Муж взял тюк с постелью и лег на него, закрыв лицо фуражкой.

Пришел рабочий и спросил, насмешливо поглядывая на Шуру:

— Товарищи, кто у вас начальник?

Грохотов вскочил, тряхнул упавшими на лоб волосами, отбросил их назад и крикнул:

— Она. А тебе это неизвестно?

— Да говорили, вроде она, — промямлил рабочий, — только и про тебя говорили.

— Напрасно… Она водку отняла, она и все делать будет.

— Да, товарищ. А в чем дело? — Шура придвинулась к рабочему. — Я немножко отдохну и приду в палатку.

— Насчет водки-то как, мы ведь деньги посылали?

— Никак, товарищ!
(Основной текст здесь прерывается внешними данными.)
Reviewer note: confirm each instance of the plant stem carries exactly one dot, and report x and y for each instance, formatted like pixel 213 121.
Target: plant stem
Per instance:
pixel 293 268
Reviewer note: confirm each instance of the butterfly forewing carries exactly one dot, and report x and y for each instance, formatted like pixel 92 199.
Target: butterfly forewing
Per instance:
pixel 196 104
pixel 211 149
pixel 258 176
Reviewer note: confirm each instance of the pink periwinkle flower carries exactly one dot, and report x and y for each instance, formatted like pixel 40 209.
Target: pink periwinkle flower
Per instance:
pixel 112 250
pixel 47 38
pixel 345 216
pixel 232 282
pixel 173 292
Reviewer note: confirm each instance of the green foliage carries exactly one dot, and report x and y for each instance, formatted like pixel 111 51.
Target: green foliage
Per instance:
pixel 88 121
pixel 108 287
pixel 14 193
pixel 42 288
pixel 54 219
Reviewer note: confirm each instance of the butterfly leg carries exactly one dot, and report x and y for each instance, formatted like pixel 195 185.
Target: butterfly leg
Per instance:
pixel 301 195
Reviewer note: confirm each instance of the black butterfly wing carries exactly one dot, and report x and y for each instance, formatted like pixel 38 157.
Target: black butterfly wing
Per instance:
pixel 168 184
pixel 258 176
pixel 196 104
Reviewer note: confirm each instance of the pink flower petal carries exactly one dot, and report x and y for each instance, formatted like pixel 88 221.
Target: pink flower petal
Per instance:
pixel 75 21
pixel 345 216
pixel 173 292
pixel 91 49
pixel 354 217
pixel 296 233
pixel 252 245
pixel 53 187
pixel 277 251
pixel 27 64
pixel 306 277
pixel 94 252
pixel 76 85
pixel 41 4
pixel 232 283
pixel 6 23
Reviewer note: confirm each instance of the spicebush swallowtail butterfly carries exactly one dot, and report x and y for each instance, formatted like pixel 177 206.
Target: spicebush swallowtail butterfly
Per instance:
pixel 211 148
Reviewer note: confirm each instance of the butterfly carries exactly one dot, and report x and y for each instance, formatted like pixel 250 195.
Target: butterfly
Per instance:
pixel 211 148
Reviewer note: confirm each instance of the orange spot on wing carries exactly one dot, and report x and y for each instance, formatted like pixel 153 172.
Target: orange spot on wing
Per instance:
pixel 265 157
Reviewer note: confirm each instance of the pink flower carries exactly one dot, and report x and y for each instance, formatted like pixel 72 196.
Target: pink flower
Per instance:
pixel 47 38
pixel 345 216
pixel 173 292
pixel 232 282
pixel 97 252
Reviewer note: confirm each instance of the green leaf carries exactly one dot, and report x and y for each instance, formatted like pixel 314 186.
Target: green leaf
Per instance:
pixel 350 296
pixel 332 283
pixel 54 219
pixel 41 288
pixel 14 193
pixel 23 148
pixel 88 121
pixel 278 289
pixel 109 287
Здесь пить нельзя, деньги получишь обратно.

Рабочий ушел.

Грохотов прислушался к снаряжающемуся в обратный путь каравану, затем откупорил бутылку, половину выпил, остаток сунул в карман, передал жене казенные деньги, попросил расписку и сказал:

— Я поехал, прощай!

— Счастливого пути! — отозвалась жена.

— Ты не боишься?

— Дай-ка револьвер!

Он подал оружие и патроны, выданные ему милицией. Она дала расписку.

— Ну, поцелуемся в последний раз?! — сказал он неуверенно.

Она, невысокая, подняла к нему, высокому, свое измученное лицо.